“As good as they get. We’ve worked with him before.”
Redus looked over his shoulder and said, “Our guys have their HazMat suits on, so I guess I’ll go board the freighter. You all want to come?”
“Sure,” Hunter said. “Why suits?”
“Hunter, the interior of that hold is so full of bacteria and diseases it would almost be better to drop napalm on this thing. I’m not kidding.”
“Those people were in there for the entire trip.”
“Uh-huh, and it’s a crying shame, too, because most of them ran off and they’re going to become very sick. Some will die. If we’d caught them, they’d have gotten medical attention. Come on.” Bob led them to an area ten feet from the hold opening.
The breeze changed and blew across the open hold to Hunter’s face. She felt her stomach lurch, “Oh, my gosh.”
“Want some Vicks?” Bob handed the small container to her, and she put a daub of it under her nose, then handed the Vicks to John and Randall. One of the HazMat men in the hold emerged and handed a crude painting in a frame to another man wearing HazMat gloves. Bob said to him, “Check the back.”
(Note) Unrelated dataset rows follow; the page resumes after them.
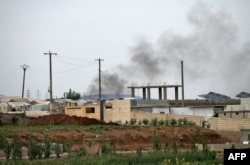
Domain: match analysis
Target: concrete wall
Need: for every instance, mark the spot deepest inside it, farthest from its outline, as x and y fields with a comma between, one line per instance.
x=84, y=111
x=234, y=114
x=215, y=122
x=244, y=105
x=244, y=135
x=117, y=111
x=199, y=111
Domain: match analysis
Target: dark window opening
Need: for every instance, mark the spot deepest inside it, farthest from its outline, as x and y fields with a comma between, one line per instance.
x=90, y=110
x=108, y=106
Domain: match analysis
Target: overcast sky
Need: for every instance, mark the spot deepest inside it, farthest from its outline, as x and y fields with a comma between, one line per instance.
x=141, y=42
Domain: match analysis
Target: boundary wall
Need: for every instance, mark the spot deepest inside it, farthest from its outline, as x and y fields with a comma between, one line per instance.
x=216, y=123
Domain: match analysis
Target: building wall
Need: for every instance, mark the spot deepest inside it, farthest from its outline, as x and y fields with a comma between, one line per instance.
x=244, y=105
x=216, y=123
x=88, y=110
x=201, y=111
x=117, y=111
x=234, y=114
x=244, y=135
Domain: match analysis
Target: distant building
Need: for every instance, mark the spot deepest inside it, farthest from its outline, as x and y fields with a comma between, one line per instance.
x=237, y=111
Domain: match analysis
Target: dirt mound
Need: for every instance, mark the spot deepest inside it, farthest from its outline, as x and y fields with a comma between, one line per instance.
x=61, y=119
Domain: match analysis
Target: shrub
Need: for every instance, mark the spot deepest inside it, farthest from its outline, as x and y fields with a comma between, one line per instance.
x=81, y=151
x=34, y=148
x=57, y=149
x=154, y=122
x=133, y=121
x=173, y=122
x=139, y=150
x=156, y=142
x=68, y=146
x=180, y=122
x=161, y=122
x=145, y=121
x=14, y=119
x=166, y=122
x=16, y=148
x=47, y=146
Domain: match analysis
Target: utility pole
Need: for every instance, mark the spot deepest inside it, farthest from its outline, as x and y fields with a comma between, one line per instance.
x=50, y=66
x=182, y=83
x=24, y=70
x=100, y=89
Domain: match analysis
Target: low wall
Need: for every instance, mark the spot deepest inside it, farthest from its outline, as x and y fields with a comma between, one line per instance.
x=216, y=123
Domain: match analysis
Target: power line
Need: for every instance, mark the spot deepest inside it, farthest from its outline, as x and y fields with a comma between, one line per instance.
x=100, y=88
x=50, y=66
x=25, y=67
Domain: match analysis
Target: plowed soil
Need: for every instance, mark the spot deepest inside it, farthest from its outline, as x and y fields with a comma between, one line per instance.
x=61, y=119
x=121, y=137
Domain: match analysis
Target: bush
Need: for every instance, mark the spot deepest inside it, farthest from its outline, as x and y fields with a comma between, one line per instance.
x=139, y=150
x=133, y=121
x=16, y=148
x=47, y=146
x=154, y=122
x=173, y=122
x=156, y=142
x=35, y=149
x=14, y=119
x=161, y=122
x=145, y=121
x=81, y=151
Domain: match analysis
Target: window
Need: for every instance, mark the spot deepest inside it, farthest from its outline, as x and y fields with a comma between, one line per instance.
x=90, y=110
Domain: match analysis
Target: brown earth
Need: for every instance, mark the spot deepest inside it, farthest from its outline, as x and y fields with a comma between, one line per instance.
x=120, y=137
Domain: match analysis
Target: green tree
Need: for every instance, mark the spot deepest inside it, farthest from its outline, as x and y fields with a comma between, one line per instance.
x=72, y=95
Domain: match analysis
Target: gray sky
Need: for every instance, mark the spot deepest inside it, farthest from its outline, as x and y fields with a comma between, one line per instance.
x=141, y=42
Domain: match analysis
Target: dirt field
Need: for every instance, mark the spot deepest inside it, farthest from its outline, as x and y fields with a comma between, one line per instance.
x=122, y=138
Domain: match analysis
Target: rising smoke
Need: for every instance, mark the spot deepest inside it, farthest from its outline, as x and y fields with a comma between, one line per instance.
x=213, y=58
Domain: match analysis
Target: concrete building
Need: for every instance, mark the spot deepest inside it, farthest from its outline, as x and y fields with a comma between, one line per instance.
x=244, y=135
x=87, y=110
x=237, y=111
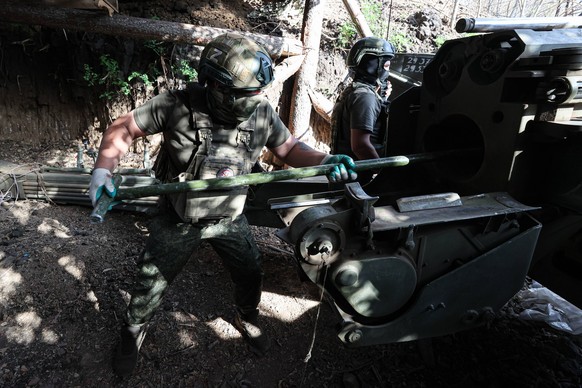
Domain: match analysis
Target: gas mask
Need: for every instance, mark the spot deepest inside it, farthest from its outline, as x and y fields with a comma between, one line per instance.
x=230, y=107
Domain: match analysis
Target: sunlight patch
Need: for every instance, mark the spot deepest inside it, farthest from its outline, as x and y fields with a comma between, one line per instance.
x=22, y=215
x=49, y=226
x=91, y=297
x=9, y=281
x=24, y=332
x=222, y=329
x=49, y=336
x=70, y=265
x=20, y=335
x=285, y=308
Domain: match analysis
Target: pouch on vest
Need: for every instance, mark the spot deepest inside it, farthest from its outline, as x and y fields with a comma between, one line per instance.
x=215, y=204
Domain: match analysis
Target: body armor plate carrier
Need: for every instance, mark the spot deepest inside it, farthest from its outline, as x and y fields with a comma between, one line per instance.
x=223, y=151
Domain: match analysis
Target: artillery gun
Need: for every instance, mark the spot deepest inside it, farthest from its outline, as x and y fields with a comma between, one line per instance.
x=433, y=248
x=495, y=193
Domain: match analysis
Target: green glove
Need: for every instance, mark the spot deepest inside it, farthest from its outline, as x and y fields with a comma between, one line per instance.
x=344, y=169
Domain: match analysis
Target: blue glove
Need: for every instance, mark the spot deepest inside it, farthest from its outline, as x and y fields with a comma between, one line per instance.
x=101, y=180
x=343, y=169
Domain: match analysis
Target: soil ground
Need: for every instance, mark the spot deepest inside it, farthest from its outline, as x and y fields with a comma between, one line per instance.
x=64, y=284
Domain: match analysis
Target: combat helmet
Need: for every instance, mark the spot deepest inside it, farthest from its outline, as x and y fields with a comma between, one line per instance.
x=369, y=46
x=236, y=62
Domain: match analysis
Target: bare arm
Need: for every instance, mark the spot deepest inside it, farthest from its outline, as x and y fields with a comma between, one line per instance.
x=116, y=141
x=298, y=154
x=362, y=146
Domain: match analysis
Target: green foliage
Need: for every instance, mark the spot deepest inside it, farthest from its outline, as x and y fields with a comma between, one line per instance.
x=372, y=11
x=187, y=71
x=439, y=41
x=90, y=76
x=400, y=41
x=157, y=47
x=111, y=79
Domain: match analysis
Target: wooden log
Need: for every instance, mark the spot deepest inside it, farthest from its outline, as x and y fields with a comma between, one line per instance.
x=300, y=111
x=133, y=27
x=358, y=18
x=322, y=105
x=287, y=68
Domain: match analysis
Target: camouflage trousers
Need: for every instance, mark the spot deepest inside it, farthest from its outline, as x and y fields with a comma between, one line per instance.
x=171, y=244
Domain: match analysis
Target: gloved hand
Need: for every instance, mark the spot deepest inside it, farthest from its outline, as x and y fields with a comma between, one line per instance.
x=344, y=169
x=101, y=180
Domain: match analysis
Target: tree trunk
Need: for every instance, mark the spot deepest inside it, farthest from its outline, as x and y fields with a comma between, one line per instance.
x=132, y=27
x=358, y=18
x=300, y=111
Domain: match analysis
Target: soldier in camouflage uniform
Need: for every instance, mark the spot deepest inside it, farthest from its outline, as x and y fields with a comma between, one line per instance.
x=214, y=128
x=359, y=116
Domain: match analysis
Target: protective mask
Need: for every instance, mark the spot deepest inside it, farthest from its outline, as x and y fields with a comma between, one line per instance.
x=229, y=108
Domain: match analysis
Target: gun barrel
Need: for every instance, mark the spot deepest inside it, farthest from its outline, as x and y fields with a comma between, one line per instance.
x=504, y=24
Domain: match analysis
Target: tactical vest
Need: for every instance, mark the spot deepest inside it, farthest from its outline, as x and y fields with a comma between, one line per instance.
x=340, y=140
x=223, y=151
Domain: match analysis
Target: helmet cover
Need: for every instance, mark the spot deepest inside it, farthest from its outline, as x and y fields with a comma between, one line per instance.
x=369, y=46
x=236, y=62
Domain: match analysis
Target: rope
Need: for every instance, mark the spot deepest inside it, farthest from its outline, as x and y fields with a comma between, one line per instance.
x=308, y=356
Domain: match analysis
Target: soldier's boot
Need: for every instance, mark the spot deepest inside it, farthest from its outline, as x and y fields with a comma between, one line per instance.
x=126, y=350
x=254, y=334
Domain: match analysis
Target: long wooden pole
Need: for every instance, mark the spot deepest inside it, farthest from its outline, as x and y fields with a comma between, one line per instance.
x=300, y=112
x=133, y=27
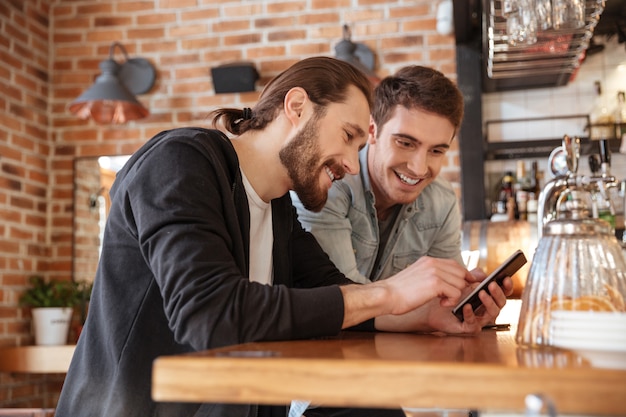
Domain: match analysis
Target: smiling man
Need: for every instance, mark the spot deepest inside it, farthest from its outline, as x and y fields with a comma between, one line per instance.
x=396, y=210
x=202, y=248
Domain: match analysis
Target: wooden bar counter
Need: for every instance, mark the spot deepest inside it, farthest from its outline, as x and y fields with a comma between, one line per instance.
x=488, y=372
x=36, y=359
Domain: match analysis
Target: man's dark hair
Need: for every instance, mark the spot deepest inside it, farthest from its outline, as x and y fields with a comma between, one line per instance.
x=417, y=87
x=326, y=80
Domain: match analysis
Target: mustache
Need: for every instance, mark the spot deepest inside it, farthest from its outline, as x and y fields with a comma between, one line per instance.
x=336, y=168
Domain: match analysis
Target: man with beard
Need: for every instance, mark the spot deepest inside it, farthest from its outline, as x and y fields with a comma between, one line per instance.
x=203, y=249
x=396, y=210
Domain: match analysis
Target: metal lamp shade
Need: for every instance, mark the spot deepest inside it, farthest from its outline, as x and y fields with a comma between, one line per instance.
x=108, y=101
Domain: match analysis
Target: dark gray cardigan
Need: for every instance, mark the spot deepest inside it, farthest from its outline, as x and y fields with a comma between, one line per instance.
x=173, y=278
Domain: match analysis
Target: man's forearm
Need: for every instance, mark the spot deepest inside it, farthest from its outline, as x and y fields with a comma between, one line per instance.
x=363, y=302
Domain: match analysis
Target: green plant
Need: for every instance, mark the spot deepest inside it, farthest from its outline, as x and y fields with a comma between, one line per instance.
x=51, y=293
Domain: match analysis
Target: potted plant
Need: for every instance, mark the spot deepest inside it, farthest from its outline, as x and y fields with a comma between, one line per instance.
x=52, y=303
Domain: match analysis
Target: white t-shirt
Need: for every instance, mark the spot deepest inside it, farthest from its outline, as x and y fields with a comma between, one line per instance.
x=261, y=236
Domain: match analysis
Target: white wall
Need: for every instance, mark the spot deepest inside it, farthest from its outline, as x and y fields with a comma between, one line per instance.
x=579, y=97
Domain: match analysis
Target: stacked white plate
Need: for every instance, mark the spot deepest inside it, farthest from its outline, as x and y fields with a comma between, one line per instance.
x=598, y=336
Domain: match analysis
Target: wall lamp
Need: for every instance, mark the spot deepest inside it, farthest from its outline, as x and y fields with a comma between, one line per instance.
x=357, y=54
x=111, y=100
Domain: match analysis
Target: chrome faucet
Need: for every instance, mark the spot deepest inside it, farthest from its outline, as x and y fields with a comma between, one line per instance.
x=568, y=185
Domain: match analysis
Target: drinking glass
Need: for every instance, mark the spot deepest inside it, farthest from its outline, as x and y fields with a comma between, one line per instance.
x=568, y=14
x=544, y=14
x=521, y=24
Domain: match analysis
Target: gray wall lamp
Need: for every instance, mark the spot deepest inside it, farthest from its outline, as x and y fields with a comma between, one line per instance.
x=357, y=54
x=111, y=99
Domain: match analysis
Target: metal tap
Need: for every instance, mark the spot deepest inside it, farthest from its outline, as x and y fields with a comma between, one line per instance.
x=563, y=162
x=567, y=184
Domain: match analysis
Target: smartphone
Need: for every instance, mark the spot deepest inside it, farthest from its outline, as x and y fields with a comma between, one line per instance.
x=506, y=269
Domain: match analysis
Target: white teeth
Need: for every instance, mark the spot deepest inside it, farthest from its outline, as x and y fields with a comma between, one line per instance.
x=408, y=180
x=330, y=174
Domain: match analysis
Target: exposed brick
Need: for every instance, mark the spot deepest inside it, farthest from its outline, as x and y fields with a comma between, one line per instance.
x=57, y=49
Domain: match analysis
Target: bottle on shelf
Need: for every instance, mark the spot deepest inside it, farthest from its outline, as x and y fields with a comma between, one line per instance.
x=506, y=209
x=619, y=115
x=521, y=189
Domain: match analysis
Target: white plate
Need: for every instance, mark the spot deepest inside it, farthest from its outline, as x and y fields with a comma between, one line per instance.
x=604, y=359
x=597, y=337
x=589, y=344
x=589, y=318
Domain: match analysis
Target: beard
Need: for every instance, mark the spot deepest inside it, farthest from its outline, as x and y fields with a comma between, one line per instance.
x=301, y=157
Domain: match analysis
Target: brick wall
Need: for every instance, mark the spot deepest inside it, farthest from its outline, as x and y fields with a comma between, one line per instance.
x=49, y=53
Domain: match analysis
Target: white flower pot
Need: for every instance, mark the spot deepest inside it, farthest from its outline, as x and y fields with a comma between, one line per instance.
x=51, y=325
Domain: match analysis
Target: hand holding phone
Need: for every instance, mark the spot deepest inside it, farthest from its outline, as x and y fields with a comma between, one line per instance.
x=506, y=269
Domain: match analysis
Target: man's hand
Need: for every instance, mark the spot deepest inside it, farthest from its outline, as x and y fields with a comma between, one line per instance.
x=443, y=280
x=435, y=317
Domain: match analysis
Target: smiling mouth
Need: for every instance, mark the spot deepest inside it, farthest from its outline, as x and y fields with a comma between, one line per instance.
x=407, y=180
x=330, y=173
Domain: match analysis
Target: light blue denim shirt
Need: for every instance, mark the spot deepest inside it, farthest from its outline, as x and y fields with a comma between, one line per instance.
x=347, y=227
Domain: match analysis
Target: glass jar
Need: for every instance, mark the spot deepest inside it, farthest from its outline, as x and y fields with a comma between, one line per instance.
x=578, y=265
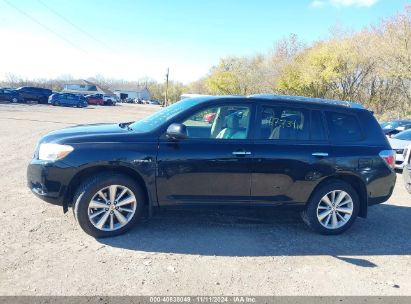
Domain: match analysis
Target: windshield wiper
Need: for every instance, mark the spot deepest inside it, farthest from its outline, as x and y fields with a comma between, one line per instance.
x=124, y=125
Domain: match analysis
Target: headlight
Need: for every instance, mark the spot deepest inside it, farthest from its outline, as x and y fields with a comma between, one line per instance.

The man did, and said, “It’s got writing on it.”
“Show it to Andre.” The man waved at a Border Patrol Agent who looked like the actor Don Cheadle. He came over and checked the writing.
Andre said, “It’s Creole, talking about a voodoo spell to hide the freighter from the Coast Guard as they cross, even if they pass within inches of each other.”
Bob said, “I thought that might be it.”
Andre said, “One of the Haitians I talked to swore that he felt them turn invisible when they saw a Coast Guard ship on the horizon, then they re-materialized when the Coast Guard was gone.”
Another HazMat suit popped up from the hold and said to Bob, “We’ve got four bodies down here. They were under the bilge water. I didn’t find them until I stepped on the first one. Two women, an old man, and an infant, maybe six months, so now there are four murders to go with everything else.” He added, “I’m gonna need a stiff drink after this shift.”
Randall said, “John and I know the Lauderdale Homicide Detectives. We can give them a call, if you want. Get them started this way.”
“That would help, thanks.” John and Randall moved away several steps for less noise when they called, and Bob said to Hunter, “You want to help out on this? You don’t have to.”
“Yeah, I’ll hang around. Thanks.”
“If you’re going to work on this, are you carrying?”
Hunter put her hands on her hips. “I’m wearing a bikini.”
Bob looked at the sky and bit his lower lip to keep from grinning, “Why, so you are.”
“Do I need a weapon? There’s a dozen Agents packing.”
“I guess not. I’ll put you with Andre.”
“Works for me.”
Another Agent came to Bob and said, “Just came through dispatch, you need to land-line the Chief.”
“What’s going on?”
“There were four other boatloads of Haitians that landed at different places farther up the coast since midnight, and another one that the Coast Guard just found capsized off the Cay Sal Banks in the Bahamas. Thirty, forty drowned on that one, and another hundred or so are clinging to the half-submerged ship.”
Bob said, “Let me find a phone. Hunter, get with Andre and tell him you’ll be working together.”
***
Andre and Hunter talked to the refugees one at a time, allowing them to sit in a tree-shaded grassy area beside the Border Patrol Suburban. One of the women spoke English. Hunter said to her, “I saw one man, dressed nice, and he was short and stocky.”
The woman said, “I do not know that one.”